How much is a zillion? I think I know after a visit to the Imphal’s Ima Market – the women’s market as it is called. Zillion is the number of fish sold at the market, along the streets around the market, and at the entrances and the exits.

For a vegetarian, it is a living – or is it dead – nightmare. Very dead, beady eyes staring up at you sullenly, mouths angrily open, scales that shine in the sun in silver melancholy. Occasionally, the startling sight of a fish leaping up in the throes of its final agony as it is kept in two-cm deep water, meant to keep it barely alive.

And the smell – it is the kind of smell that has even my fish-crazy North Indian friend go green at the gills and black out and lie sprawling on the wet floor. Really! Truly! Literally! She is probably the only one in the entire market who had a fish-eye view of the palm-covered ceiling of the market yard. No one other than the prone fish has the time to look up.



But then the other things in the market are as overwhelming as the piles of fish. The colours of Manipur are vivid, varied and vibrant. Traditional clothes that hang from the wooden pegs, stacked neatly like towers of wool and cotton. Knives, spices, handicrafts, trinkets, jewellery, dolls, fruit, vegetables – everything.

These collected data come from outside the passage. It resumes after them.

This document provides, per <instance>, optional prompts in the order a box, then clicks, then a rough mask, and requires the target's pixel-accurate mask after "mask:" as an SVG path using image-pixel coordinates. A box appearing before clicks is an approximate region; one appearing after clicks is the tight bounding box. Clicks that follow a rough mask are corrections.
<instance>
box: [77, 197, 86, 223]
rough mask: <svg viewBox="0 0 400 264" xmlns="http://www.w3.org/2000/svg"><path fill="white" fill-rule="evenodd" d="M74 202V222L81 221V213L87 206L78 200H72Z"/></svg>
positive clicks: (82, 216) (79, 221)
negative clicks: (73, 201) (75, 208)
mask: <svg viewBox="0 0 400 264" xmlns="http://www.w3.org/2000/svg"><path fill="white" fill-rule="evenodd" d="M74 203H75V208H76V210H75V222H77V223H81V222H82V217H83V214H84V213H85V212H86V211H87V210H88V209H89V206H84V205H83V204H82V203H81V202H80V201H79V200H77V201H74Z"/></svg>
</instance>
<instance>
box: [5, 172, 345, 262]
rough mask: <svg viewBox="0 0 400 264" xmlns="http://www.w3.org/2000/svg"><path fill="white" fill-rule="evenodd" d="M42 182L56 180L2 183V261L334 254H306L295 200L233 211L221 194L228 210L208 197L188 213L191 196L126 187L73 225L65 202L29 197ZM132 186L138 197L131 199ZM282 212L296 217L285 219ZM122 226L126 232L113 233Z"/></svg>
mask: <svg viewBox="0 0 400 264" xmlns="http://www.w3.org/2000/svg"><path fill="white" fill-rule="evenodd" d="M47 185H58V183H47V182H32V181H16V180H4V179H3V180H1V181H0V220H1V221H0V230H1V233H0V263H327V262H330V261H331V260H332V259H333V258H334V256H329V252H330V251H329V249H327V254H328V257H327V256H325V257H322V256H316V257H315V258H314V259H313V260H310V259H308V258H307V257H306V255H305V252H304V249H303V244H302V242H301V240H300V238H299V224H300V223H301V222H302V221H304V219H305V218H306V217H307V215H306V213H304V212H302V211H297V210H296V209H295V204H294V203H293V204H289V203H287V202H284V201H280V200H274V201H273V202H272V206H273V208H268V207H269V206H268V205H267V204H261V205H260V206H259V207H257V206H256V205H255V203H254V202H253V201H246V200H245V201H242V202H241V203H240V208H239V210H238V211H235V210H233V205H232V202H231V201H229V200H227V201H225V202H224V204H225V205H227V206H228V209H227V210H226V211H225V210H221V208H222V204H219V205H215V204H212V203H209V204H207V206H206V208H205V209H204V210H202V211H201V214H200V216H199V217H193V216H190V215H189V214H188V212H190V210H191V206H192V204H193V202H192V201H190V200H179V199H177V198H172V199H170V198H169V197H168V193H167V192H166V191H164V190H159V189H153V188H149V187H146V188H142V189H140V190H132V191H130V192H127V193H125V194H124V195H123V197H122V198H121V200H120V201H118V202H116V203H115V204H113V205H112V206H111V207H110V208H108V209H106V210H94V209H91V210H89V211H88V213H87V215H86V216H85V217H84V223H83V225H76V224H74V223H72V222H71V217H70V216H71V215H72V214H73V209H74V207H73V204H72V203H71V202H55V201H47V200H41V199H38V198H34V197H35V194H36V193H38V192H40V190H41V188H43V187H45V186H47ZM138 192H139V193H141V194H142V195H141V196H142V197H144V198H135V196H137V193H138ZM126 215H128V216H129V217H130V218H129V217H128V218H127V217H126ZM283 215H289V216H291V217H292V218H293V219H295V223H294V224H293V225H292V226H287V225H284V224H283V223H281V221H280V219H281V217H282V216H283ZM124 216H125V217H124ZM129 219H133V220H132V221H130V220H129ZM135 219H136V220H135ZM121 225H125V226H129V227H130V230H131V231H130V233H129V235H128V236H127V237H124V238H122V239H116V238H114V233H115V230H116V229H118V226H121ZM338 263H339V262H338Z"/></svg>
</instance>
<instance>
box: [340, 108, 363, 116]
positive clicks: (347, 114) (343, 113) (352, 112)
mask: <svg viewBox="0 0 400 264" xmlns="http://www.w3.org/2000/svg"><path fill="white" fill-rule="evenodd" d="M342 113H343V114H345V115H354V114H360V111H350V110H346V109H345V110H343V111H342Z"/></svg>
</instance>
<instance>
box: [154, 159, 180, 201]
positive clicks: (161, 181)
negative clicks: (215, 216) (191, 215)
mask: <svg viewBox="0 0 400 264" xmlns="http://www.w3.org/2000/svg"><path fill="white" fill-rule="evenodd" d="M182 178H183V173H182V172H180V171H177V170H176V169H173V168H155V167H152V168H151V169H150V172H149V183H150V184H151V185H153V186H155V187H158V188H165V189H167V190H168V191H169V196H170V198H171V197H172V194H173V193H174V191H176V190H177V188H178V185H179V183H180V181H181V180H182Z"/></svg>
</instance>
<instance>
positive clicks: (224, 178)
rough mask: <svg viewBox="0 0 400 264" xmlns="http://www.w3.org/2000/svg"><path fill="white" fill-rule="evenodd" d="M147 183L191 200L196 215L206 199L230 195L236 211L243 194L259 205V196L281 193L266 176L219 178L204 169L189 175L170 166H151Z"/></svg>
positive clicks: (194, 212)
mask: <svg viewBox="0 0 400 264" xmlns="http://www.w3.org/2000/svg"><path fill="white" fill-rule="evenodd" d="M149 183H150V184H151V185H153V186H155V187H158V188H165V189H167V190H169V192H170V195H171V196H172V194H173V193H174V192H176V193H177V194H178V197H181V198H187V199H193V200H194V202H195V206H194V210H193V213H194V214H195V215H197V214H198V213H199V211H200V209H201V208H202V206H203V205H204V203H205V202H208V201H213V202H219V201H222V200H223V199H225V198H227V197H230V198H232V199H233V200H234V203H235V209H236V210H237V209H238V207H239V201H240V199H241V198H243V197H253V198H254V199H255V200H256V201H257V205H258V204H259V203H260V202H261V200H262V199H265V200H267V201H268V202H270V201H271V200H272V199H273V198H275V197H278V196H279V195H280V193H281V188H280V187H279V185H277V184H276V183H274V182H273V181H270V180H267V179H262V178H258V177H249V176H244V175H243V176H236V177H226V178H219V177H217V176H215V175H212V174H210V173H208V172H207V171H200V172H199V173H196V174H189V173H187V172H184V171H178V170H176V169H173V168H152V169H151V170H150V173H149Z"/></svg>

The women sit in their alcoves, their square of space on the endless platforms that are rowed up along the breadth of the market enclosure. The thatch-covered tin roofs shut out the sun, who nevertheless peeks through the walkways in between, slowly seeping through the roof edges and dripping through the gaps in the ceiling. And the light takes many hues as it bounces off the million things that clutter the market.

And the rainbows reflect in the faces of the women. So that, the most colourful are the women themselves. Crinkly-eyed, rosy-cheeked, dapper in their shirts and wraparound sarongs, the women preside over the market with resplendent poise. Their greetings, their smiles, their thank yous and their pleases are all like the graceful motions of a peacock.

But these women are not just all silk, spice and swan down. They are strong and steely too. Numbers show every second household has a drug user or a positive person. And it is the mothers, daughters, sisters and wives who are standing by them, helping them to find their moorings.

The women’s market is not just a traditional hub, it is also a contemporary process for the women to earn for the family, to sustain the economy and to ensure some semblance of order in a society torn by many insecurities.

The serenity in the faces of the women belies the turmoil inside. Their indolent posture belies their sheer dynamism. And the sights, smells and movements of ordinariness in the market belie the simmering layers beneath.

Ima markets of Imphal are a study in non-militant feminism. Of women power sheathed in daily life. Of human spirit breaking through the cobwebs of obscurantism. And, of unknown shades of colours you thought you knew.